В результате в фокусе внимания неизменно оказывается вопрос проникновения в тайну мысли и воли Сталина. Изучение этого вопроса должно остаться прерогативой советских исследователей. Автор настоящего исследования уклонилась от решения этого — не поддающегося ответу на основании предметного анализа источников — вопроса, позволив себе рассматривать тогдашний образ действий Сталина в значительной мере с той «привилегированной» колокольни непосредственного свидетеля событий, с которой взирало на них германское посольство в Москве. Там отдавали себе отчет в безответственности проводившейся Гитлером политики диктата и насилия, а потому господствовало полное понимание в отношении советской политики умиротворения; более того, Шуленбург и его сотрудники немало сделали для того, чтобы ссылками на неизбежные в противном случае последствия укреплять Советское правительство в его курсе на умиротворение.

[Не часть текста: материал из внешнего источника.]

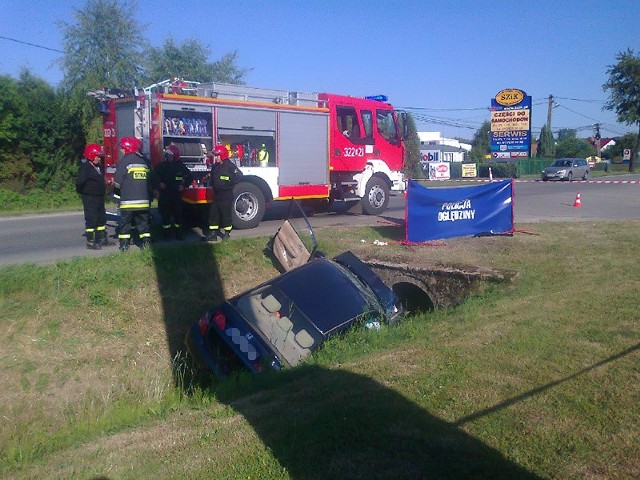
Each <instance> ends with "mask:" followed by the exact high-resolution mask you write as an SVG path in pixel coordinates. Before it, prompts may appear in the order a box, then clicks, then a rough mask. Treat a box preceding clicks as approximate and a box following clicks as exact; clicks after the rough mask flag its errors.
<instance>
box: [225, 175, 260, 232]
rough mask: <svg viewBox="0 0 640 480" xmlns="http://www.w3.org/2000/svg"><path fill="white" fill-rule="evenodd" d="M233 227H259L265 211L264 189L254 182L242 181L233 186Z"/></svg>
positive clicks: (239, 227) (238, 228)
mask: <svg viewBox="0 0 640 480" xmlns="http://www.w3.org/2000/svg"><path fill="white" fill-rule="evenodd" d="M233 198H234V199H235V200H234V202H233V207H234V208H233V212H232V214H233V228H237V229H238V230H245V229H248V228H255V227H257V226H258V225H259V224H260V222H261V221H262V217H264V212H265V208H266V205H265V199H264V194H263V193H262V191H261V190H260V189H259V188H258V187H257V186H255V185H254V184H253V183H248V182H240V183H238V184H237V185H236V186H235V187H233Z"/></svg>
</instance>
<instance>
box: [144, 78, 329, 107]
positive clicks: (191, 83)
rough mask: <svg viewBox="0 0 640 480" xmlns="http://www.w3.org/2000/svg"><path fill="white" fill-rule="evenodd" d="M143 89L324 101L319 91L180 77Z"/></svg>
mask: <svg viewBox="0 0 640 480" xmlns="http://www.w3.org/2000/svg"><path fill="white" fill-rule="evenodd" d="M143 90H144V93H145V94H146V95H149V94H151V93H152V92H157V91H161V92H164V93H177V94H182V95H195V96H198V97H206V98H220V99H226V100H241V101H254V102H264V103H275V104H279V105H298V106H306V107H318V105H319V102H322V101H320V100H319V99H318V94H317V93H306V92H290V91H288V90H276V89H269V88H258V87H248V86H246V85H233V84H229V83H216V82H211V83H200V82H192V81H188V80H183V79H180V78H173V79H167V80H163V81H162V82H159V83H154V84H153V85H150V86H148V87H146V88H144V89H143Z"/></svg>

Если взглянуть на происходившее тогда их глазами, то даже образ действий Сталина в период заключения пакта, выдвигающий перед современным исследованием все больше проблем, предстает в значительной мере убедительным[1330]

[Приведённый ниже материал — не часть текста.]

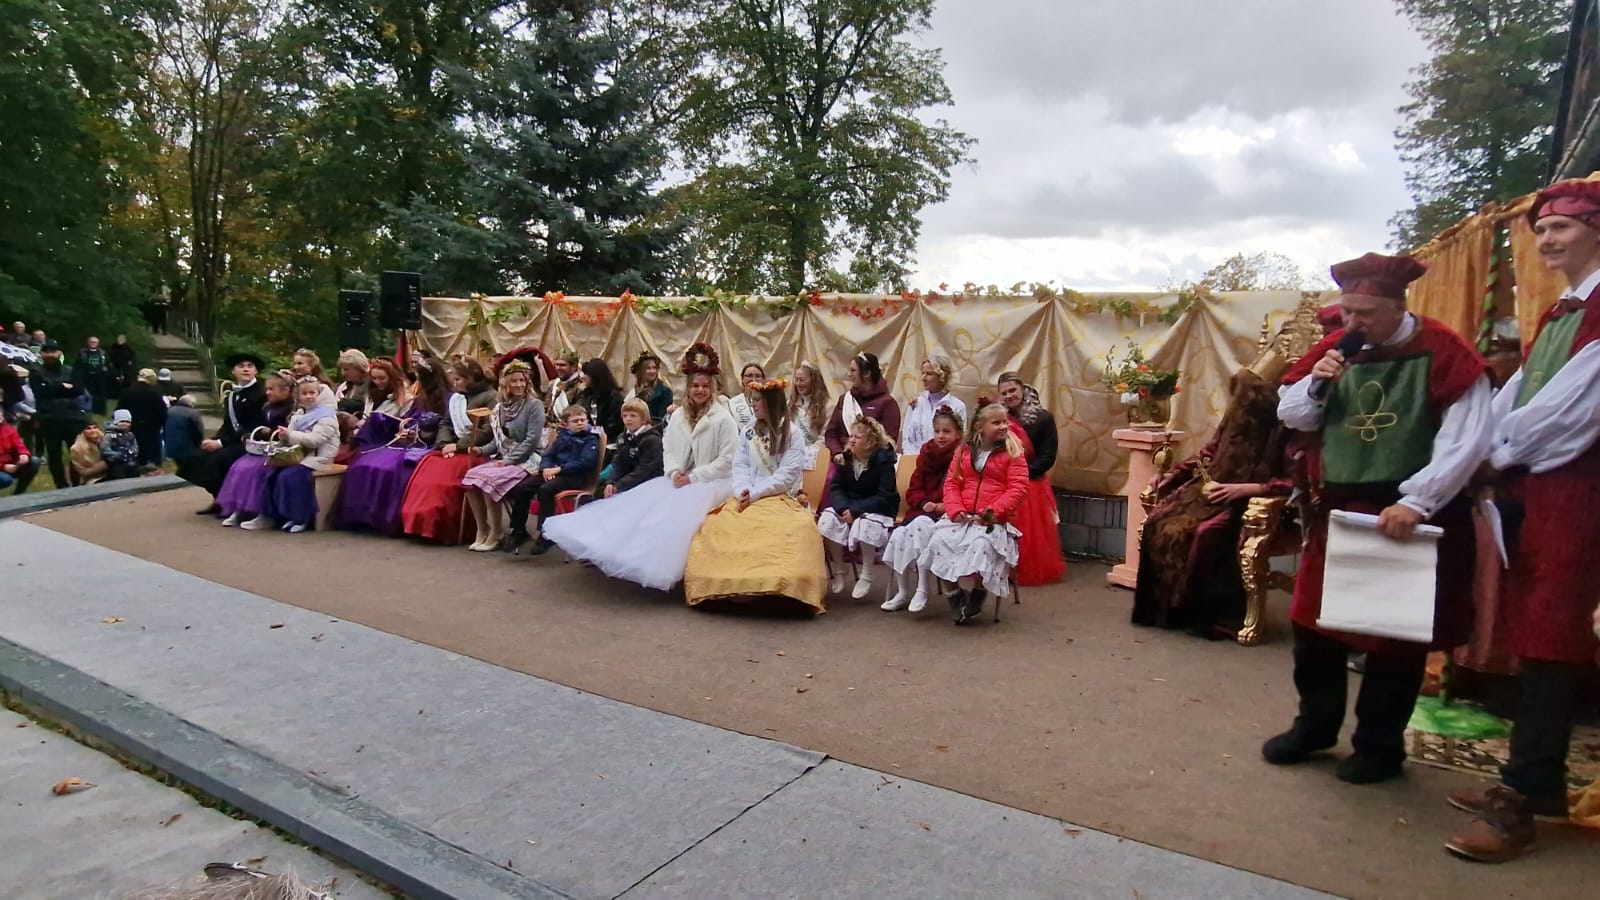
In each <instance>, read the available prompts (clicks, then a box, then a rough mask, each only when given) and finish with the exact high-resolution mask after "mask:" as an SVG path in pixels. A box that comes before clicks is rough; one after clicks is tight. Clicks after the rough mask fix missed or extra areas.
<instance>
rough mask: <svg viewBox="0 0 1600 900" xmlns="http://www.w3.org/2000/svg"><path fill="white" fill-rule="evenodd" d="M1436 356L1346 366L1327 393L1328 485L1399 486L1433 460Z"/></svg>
mask: <svg viewBox="0 0 1600 900" xmlns="http://www.w3.org/2000/svg"><path fill="white" fill-rule="evenodd" d="M1430 367H1432V357H1427V356H1418V357H1410V359H1394V360H1384V362H1357V364H1352V365H1349V367H1346V370H1344V375H1341V376H1339V378H1338V380H1336V381H1334V383H1333V386H1331V389H1330V391H1328V407H1326V410H1325V415H1323V420H1322V421H1323V428H1322V471H1323V482H1325V484H1330V485H1398V484H1400V482H1403V480H1405V479H1408V477H1411V476H1414V474H1416V472H1418V469H1421V468H1422V466H1426V464H1427V463H1429V460H1432V458H1434V434H1435V432H1437V431H1438V426H1437V424H1435V423H1434V418H1432V416H1430V415H1429V412H1427V376H1429V372H1430Z"/></svg>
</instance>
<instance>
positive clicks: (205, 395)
mask: <svg viewBox="0 0 1600 900" xmlns="http://www.w3.org/2000/svg"><path fill="white" fill-rule="evenodd" d="M152 338H154V341H155V356H154V359H152V360H150V364H149V367H150V368H171V370H173V381H178V383H179V384H182V386H184V389H187V391H189V396H190V397H194V402H195V408H197V410H200V413H202V416H203V418H205V423H206V429H208V431H210V429H214V428H216V426H219V424H221V421H222V412H221V397H218V396H216V380H214V378H213V376H211V375H210V373H208V372H203V370H202V365H203V364H202V360H200V352H198V351H195V348H194V344H190V343H189V341H186V340H182V338H179V336H176V335H152Z"/></svg>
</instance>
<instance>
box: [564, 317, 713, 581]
mask: <svg viewBox="0 0 1600 900" xmlns="http://www.w3.org/2000/svg"><path fill="white" fill-rule="evenodd" d="M683 373H685V375H688V376H690V381H688V391H686V399H685V402H683V405H682V407H678V408H677V410H675V412H674V413H672V416H670V418H669V420H667V431H666V437H664V447H662V453H664V456H666V474H664V476H661V477H658V479H651V480H648V482H645V484H642V485H638V487H635V488H632V490H627V492H622V493H616V495H613V496H608V498H605V500H597V501H594V503H589V504H584V506H581V508H578V509H576V511H574V512H570V514H566V516H557V517H554V519H550V520H547V522H546V524H544V536H546V538H547V540H550V541H554V543H555V544H557V546H560V548H562V549H563V551H566V552H568V554H571V556H573V557H574V559H584V560H589V562H592V564H595V565H597V567H598V569H600V570H602V572H605V573H606V575H610V577H613V578H622V580H624V581H634V583H637V585H643V586H646V588H656V589H659V591H666V589H670V588H672V586H674V585H677V583H678V581H680V580H682V578H683V565H685V562H686V560H688V556H690V541H693V540H694V533H696V532H698V530H699V527H701V524H702V522H704V520H706V514H707V512H710V511H712V509H715V508H718V506H722V504H723V503H726V501H728V498H730V496H731V495H733V490H731V476H733V453H734V447H736V444H738V437H739V434H738V428H736V426H734V423H733V416H731V415H730V413H728V408H726V407H725V405H723V404H722V402H720V400H718V399H717V392H715V383H717V381H715V380H717V375H718V373H720V368H718V360H717V351H714V349H712V348H710V346H709V344H704V343H699V344H694V346H691V348H690V349H688V354H685V359H683ZM626 535H645V540H624V536H626Z"/></svg>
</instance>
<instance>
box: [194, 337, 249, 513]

. Его осуществлявшиеся с оборонительными намерениями политические и военные шаги — в отличие от открыто агрессивных актов его соперника — предпринимались по крайней мере под знаменем легальности. Можно было, как об этом писал в те годы Карл Буркхардт графине Марион Дёнхоф, озадаченно наблюдать, как определенные «государства прячутся за своими международно-правовыми кулисами, используя при этом не обычный человеческий, а исключительно юридический язык конвенций, причем всем смертельно опасным событиям предшествуют безнадежные войны формальных дипломатических нот»[1331] — германское посольство в Москве практиковало эту «войну дипломатических нот», сознательно, считая ее средством предотвращения или, на худой конец, отсрочки действительной войны. Советское правительство шло ему в этом навстречу.